Bitcoin Mining: Key Stat Exposes Ridiculous Energy Consumption FUD

Bitcoin Mining: Key Stat Exposes Ridiculous Energy Consumption FUD

By CCN: Antoine Le Calvez, a researcher for CoinMetrics, set out to determine how Bitcoin’s environmental impact compares to that of the auto industry. His striking conclusion? US vehicles consume roughly the same amount of energy in three days as Bitcoin has consumed in its entire existence

The figure converts the energy used to propel cars and the amount of oil required (reportedly 1.3 million tons per day) to the amount of energy used to mine Bitcoin over the past ten years.

The comparative conclusion has some notable problems.

For one thing, the Antminer S9 (which is used to determine the amount of energy used by Bitcoin) is one of the most efficient Bitcoin miners ever devised. The first couple years of Bitcoin mining, which happened at a far lower difficulty (and therefore required fewer hashes, which translates to less overall energy) were done with average computers – many of them. A thousand regular computers will consume less energy than a thousand Antminer S9s, but they will produce less hashpower. The variance in hardware used to mine makes an actual calculation of energy consumed by Bitcoin mining hard to compile.

David Harding reckons you can account for the less efficient hardware and still figure out the difference:

Of course, little to no Bitcoin mining has ever actually been done with oil power. Coal power, on the other hand, has been used extensively in Bitcoin mining through outfits in China. It should be noted, however, that Chinese carbon emissions based on coal-fired power plants are lower than the United States, an oft-overlooked fact.

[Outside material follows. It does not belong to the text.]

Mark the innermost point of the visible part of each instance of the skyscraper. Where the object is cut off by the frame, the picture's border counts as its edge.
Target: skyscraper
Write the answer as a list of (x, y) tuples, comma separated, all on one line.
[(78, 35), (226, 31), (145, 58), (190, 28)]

Le Calvez’s conclusion conflicts with less rosy outlooks for Bitcoin as a massive energy-consumption effort. The carbon footprint of Bitcoin is real, but the hysterical proclamations that it’s using more energy than certain countries are both overblown and leave out important factors.

The environmental concerns about Bitcoin have led to the creation of several alternative algorithms, including proof-of-stake, which will be adopted by Ethereum in part due to the ecological concerns that mining presents.

It is precisely ecological concerns that drove BitTorrent creator Bram Cohen to create his Chia cryptocurrency, which will use available storage “farming” as an alternative means to generate and verify blocks.

The long-term sustainability of Bitcoin mining has other existential risks besides high energy consumption (and the prohibitive costs associated with it). The number of hardware producers in Bitcoin is minimal, with Bitmain remaining the largest.

Bitmain has faced difficulties since the bear market set in during 2018, and the company recently let its initial public offering filing expire. This follows reports of layoffs and potential board-room shake-ups. There are more recent reports that the company’s latest miners can’t be affordably produced at scale.